Since my retirement I do most of the grocery shopping at our house, and this is a big switch. Kathleen gives me a list and often says, “make sure you get exactly what I’ve written down.” She may underline this by saying, “If you can’t find exactly what’s on the list don’t bring anything.”
Then, every two or three weeks she goes with me on a special mission to stock up on items she wants to select herself. On those occasions she gives me a list of staples to gather up while she scouts the store.
She’s a better shopper than I because she’s been doing this for most of our 63 years of married life. I’m relatively new at this household chore because when I was serving as a pastor and later a bishop I made it a point to avoid grocery stores during daytime hours.
I said to myself: at three in the afternoon my parishioners aren’t free to slip away from their office or their construction job to pick up a dozen eggs and a bottle of milk; shouldn’t I be as diligent about my work as they are about theirs?
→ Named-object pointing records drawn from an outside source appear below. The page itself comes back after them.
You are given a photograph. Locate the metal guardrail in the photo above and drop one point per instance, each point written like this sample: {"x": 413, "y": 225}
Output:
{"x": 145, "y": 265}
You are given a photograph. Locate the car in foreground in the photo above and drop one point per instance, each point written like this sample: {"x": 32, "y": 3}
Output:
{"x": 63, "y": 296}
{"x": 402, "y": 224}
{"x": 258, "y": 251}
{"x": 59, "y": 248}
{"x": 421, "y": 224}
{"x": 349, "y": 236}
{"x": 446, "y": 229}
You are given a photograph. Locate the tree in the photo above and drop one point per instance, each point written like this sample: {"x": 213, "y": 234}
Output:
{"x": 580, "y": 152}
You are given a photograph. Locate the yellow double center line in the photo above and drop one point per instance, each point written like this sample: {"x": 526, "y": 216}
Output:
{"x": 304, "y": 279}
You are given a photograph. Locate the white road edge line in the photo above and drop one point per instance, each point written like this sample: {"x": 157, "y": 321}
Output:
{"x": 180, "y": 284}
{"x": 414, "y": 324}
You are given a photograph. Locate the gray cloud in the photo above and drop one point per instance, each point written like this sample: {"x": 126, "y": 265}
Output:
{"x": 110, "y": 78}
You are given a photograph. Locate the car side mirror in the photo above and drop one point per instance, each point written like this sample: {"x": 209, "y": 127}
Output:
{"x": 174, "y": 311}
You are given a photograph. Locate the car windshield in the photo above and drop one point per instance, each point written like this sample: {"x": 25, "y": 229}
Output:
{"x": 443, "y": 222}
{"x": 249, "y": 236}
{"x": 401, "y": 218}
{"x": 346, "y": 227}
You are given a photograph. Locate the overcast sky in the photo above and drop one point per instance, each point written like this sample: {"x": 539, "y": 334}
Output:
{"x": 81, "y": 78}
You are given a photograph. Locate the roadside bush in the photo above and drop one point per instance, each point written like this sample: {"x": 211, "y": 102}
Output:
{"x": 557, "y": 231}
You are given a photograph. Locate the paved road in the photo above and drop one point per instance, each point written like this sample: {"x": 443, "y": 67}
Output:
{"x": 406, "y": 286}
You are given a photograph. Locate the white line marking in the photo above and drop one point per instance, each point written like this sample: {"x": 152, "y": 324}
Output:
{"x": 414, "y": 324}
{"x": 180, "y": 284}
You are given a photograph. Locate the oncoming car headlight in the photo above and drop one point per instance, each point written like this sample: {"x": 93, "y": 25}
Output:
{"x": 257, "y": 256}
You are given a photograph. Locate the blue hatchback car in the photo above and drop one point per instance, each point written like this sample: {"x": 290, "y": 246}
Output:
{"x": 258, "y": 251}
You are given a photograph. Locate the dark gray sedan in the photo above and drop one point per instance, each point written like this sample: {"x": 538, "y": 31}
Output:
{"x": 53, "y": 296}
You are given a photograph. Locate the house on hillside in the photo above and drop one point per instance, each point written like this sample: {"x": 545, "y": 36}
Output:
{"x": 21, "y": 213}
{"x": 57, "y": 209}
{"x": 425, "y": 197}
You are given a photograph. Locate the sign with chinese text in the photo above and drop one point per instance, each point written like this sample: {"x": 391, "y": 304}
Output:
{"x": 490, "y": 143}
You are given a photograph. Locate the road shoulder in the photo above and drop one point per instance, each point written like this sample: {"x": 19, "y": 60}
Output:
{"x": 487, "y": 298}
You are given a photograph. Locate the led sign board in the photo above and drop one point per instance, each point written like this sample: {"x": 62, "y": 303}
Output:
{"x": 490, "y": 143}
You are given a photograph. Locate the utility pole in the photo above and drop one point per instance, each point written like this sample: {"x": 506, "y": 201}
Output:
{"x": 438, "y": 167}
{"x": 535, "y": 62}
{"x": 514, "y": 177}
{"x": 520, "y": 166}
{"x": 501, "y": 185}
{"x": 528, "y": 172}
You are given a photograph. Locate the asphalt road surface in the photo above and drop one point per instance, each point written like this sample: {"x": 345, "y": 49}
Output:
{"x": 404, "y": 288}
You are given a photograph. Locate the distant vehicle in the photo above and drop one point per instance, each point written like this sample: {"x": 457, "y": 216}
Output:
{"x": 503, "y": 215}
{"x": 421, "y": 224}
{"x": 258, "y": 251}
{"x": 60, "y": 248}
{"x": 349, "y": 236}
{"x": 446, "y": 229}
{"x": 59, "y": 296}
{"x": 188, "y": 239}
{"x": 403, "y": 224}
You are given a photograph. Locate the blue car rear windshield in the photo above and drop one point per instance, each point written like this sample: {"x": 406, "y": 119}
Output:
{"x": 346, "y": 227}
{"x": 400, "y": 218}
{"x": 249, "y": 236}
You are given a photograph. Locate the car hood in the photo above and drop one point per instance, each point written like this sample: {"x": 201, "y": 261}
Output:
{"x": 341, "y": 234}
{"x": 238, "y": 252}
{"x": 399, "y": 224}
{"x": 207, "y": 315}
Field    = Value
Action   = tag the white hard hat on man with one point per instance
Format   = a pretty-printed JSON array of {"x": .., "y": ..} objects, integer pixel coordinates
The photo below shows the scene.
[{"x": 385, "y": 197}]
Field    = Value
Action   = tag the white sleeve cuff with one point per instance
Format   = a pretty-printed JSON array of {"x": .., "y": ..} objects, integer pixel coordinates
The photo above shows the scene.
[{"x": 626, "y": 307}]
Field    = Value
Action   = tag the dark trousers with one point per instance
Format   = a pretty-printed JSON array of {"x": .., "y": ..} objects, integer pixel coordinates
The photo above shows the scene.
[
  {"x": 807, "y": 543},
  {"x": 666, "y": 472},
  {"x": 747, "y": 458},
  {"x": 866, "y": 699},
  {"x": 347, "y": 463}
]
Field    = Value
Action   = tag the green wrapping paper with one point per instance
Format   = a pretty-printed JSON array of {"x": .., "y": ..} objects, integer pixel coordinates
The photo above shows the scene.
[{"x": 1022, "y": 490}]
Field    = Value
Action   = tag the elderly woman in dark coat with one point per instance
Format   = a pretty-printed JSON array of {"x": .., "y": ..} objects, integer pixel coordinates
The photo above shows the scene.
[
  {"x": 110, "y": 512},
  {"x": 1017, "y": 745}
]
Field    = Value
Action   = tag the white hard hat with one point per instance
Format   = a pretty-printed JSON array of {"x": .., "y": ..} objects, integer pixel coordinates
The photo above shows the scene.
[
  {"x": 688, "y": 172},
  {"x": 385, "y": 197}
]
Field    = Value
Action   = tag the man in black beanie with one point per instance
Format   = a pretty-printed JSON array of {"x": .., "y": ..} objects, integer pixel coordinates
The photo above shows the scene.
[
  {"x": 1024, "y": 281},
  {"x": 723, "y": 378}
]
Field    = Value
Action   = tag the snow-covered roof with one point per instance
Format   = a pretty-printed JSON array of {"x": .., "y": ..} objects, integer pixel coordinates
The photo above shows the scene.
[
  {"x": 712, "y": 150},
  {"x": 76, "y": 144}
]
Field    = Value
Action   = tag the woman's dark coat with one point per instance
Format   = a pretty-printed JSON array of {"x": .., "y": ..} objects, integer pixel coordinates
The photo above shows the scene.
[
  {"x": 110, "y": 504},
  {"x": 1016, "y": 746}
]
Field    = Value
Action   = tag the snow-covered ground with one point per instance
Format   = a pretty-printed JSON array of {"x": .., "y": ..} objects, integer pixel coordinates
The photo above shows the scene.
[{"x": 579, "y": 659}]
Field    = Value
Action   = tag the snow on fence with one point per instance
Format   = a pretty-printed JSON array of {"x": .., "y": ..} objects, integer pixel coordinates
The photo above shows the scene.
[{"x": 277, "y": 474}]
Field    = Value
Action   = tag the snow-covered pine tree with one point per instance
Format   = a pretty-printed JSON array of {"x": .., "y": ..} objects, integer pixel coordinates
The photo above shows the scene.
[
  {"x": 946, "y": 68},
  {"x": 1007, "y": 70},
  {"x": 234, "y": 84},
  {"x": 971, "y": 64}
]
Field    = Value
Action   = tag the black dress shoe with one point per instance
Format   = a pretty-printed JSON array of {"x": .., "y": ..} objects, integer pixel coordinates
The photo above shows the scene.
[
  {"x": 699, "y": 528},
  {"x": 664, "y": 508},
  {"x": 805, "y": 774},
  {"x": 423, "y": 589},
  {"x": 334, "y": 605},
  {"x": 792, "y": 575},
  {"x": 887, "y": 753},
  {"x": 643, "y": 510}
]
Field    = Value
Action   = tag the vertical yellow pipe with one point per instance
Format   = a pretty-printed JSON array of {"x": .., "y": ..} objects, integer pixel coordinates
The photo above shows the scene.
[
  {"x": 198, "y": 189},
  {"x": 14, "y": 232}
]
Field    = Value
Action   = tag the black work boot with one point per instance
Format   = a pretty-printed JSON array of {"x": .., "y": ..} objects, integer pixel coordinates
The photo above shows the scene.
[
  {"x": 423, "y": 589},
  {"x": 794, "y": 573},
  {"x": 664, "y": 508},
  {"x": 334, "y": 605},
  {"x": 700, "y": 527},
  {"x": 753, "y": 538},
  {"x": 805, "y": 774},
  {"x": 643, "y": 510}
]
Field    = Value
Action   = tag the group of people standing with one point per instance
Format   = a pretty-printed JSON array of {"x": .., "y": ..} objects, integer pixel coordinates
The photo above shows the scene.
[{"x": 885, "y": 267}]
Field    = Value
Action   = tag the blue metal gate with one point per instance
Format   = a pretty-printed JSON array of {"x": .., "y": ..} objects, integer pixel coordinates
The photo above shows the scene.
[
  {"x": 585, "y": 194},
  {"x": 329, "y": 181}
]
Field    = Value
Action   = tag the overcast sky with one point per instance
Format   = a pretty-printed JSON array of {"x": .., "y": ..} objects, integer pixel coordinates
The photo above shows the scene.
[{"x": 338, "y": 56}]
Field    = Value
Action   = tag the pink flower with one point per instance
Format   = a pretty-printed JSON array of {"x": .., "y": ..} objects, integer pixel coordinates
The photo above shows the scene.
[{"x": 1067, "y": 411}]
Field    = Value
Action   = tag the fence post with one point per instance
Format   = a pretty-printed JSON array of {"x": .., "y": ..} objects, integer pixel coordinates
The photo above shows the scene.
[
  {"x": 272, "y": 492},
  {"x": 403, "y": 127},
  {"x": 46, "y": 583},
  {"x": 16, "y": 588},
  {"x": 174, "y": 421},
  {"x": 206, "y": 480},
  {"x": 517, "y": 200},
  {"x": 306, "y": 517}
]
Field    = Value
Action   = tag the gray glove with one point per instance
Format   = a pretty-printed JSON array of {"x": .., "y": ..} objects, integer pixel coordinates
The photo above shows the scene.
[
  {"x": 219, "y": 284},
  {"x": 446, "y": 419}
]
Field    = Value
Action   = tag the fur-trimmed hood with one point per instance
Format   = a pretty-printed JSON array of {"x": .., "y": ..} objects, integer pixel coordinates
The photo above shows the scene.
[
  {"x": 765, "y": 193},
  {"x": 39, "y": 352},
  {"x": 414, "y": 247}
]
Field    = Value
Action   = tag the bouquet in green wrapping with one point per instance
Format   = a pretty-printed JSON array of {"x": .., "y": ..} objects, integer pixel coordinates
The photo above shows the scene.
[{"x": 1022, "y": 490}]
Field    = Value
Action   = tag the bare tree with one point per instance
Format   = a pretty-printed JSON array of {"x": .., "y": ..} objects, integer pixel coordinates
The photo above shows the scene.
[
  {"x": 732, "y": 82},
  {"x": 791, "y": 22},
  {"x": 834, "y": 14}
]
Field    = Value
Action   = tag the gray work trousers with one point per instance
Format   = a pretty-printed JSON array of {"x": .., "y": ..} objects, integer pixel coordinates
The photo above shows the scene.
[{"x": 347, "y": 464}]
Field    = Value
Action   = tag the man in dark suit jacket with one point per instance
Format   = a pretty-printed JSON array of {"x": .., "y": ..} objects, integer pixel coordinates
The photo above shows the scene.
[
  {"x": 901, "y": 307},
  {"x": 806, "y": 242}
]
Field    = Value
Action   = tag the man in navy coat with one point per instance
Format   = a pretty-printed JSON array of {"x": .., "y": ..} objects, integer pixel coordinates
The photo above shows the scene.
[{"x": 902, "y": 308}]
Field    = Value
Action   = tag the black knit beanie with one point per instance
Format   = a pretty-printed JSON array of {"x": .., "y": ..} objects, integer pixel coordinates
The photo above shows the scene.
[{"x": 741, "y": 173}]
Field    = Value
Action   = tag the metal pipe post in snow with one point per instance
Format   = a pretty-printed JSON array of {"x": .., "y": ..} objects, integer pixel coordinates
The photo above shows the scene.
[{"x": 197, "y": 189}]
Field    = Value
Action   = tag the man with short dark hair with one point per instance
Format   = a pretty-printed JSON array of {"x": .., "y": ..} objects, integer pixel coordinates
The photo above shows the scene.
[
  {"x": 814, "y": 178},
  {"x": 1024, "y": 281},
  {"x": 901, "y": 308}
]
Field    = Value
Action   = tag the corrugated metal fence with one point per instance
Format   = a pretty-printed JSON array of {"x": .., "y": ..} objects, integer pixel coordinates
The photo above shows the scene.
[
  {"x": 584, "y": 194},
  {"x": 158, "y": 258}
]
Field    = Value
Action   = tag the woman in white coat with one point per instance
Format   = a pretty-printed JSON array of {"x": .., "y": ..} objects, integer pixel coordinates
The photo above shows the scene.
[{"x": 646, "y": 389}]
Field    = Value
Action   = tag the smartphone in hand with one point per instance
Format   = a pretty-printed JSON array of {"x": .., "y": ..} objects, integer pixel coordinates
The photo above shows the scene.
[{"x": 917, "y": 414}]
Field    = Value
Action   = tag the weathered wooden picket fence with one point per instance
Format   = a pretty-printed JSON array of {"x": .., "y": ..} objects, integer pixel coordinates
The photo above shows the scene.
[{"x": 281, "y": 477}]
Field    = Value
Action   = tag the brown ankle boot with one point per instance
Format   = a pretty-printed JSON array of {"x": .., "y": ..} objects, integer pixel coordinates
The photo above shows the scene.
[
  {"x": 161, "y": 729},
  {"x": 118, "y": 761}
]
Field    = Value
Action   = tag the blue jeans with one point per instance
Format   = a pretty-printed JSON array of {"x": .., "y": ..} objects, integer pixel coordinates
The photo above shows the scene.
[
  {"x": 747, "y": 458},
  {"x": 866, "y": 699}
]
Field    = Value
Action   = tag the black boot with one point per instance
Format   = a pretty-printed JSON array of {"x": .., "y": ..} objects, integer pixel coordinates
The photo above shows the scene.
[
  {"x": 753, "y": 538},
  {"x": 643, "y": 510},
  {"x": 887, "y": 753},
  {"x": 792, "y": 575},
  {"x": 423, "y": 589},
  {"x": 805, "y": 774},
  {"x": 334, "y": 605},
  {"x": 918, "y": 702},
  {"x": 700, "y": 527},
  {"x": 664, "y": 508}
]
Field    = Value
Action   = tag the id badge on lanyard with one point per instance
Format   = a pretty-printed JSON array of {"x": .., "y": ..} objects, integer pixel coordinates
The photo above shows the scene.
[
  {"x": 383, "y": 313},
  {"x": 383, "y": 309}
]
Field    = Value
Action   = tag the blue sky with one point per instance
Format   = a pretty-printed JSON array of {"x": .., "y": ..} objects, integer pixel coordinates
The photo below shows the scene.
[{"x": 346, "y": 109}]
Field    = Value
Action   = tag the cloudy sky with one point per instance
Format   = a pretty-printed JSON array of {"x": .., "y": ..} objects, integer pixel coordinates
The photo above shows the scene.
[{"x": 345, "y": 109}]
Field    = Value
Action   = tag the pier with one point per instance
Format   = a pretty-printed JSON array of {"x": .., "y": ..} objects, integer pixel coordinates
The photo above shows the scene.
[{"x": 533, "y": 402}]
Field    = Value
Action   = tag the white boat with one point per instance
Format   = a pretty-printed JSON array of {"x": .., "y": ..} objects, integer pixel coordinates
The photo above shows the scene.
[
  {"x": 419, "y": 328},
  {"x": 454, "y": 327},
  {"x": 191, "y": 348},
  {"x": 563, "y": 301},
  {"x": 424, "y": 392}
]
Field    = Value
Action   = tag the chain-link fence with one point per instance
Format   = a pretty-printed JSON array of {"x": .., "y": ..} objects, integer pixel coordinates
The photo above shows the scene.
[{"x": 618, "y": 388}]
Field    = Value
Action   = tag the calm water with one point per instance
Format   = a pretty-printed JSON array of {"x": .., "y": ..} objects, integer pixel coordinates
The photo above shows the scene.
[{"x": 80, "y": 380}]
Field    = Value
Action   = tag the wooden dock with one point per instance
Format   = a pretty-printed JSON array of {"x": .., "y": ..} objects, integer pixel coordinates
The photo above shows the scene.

I would allow for exceptions if there were an emergency, as any other professional would. But Kathleen and I were in agreement about the important work I had been called to do and we would avoid breaks from the routines for what might seem to be unnecessary interruptions.
During those pastoral days Kathleen would occasionally say to me over lunch, “Rev. So-and-so was pushing a grocery cart in the store at ten this morning.” I would wonder to myself, what would people say if they had seen the CEO of the factory in our town shopping for groceries at that hour? Or the principal of the school our children attend? They’re expected to be at their jobs.
Later, in 1974 when we were assigned to move from the USA to Canada to give oversight to the church here, it was a new situation. The Board of Administration bought a house with two large finished basement rooms. This house was to be our home, and until more permanent office arrangements were made the basement would provide a room for a secretary and a larger area as my work space.
After a couple of weeks of miscellaneous chores — purchasing office furniture, arranging for telephone service, choosing paint colors, and otherwise settling both house and office — I gave full attention to my new assignment.
At first Kathleen would occasionally come to the head of the stairs and ask if I could come up and hang a picture or give my opinion on some wallpaper. I explained that I was now on the job and if my office were across town I would have to wait until evening to meet her requests.
We laugh even yet when we remember her unexpected response. The mental picture of my office being across town from our home registered. She was okay with it. So, usually at eight o’clock in the morning I would stand at the head of the stairs leading down to the work area and announce, “I’m going to work now.” She would come running from elsewhere and with mock seriousness kiss me goodbye — as if I were leaving for Alaska.